06-27-2006
Researchers at the House Ear Institute (HEI), Los Angeles, have found a clue in their search for potential therapeutic targets to regenerate sensory hair cells in the inner ear to restore hearing.
Scientists Neil Segil, PhD, and Andy Groves, PhD, discovered that a gene called p27Kip1 blocks the process of sensory cell regeneration in the mouse inner ear (cochlea). Their study identified and tracked the gene through a new research approach that for the first time purified and characterized in isolation the supporting cells that might have the capacity to divide and generate new hair cells in the deafened ear.

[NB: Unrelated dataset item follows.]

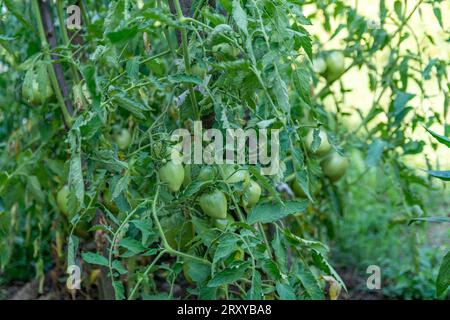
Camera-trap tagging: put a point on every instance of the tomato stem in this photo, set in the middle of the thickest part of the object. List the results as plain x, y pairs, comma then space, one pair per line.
54, 81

While sensory cells in the cochlea of birds and other lower vertebrates have the ability to regenerate after being deafened, the sensory cells in the cochlea of humans and other mammals cannot. Researchers in the hearing health field have long investigated possible methods for stimulating hair cell regeneration in humans as a cure for many forms of deafness. Currently, there is no cure for sensorineural hearing loss.
“It’s been suspected for a long time that supporting cells will be the key to hair cell regeneration in humans, but this is the first study to really test the ability of supporting cells to divide and turn into hair cells,” Groves says. “These study results don’t lead directly to the cure for deafness, but they reveal the challenges we’ll have to overcome if hair cell regeneration is ever to become a reality.”
“In addition to showing that mammalian auditory supporting cells can turn into hair cells we’ve also identified one of the key obstacles that prevent supporting cells in the damaged inner ear from dividing,” Segil says. “Our study suggests that p27Kip1 is one culprit preventing cell division, and this raises the potential for therapeutically switching it off so that it can’t block this necessary part of the regeneration process in the inner ear.”
The investigators used newly developed techniques to identify and purify supporting cells from mice to test whether they have the capacity to divide, and for how long this capacity persists as mice get older. They found that in newborn mice, p27 was switched off when the cells were grown in a culture dish, and this allowed the supporting cells to divide and make hair cells. In older, 2 weeks old mice, p27 was not switched off and thus, cell division was blocked, However, when cells were taken from 2 weeks old mice lacking p27, they were once more able to divide and make hair cells. These experiments identified p27 as a block to regeneration and therefore, a possible target for therapy.
Segil and Groves are senior authors of a paper outlining the methods and outcomes of this study published in the June 22, 2006, issue of Nature magazine. The study was funded by a 5-year grant from the National Organization for Hearing Research, Narberth, Pa.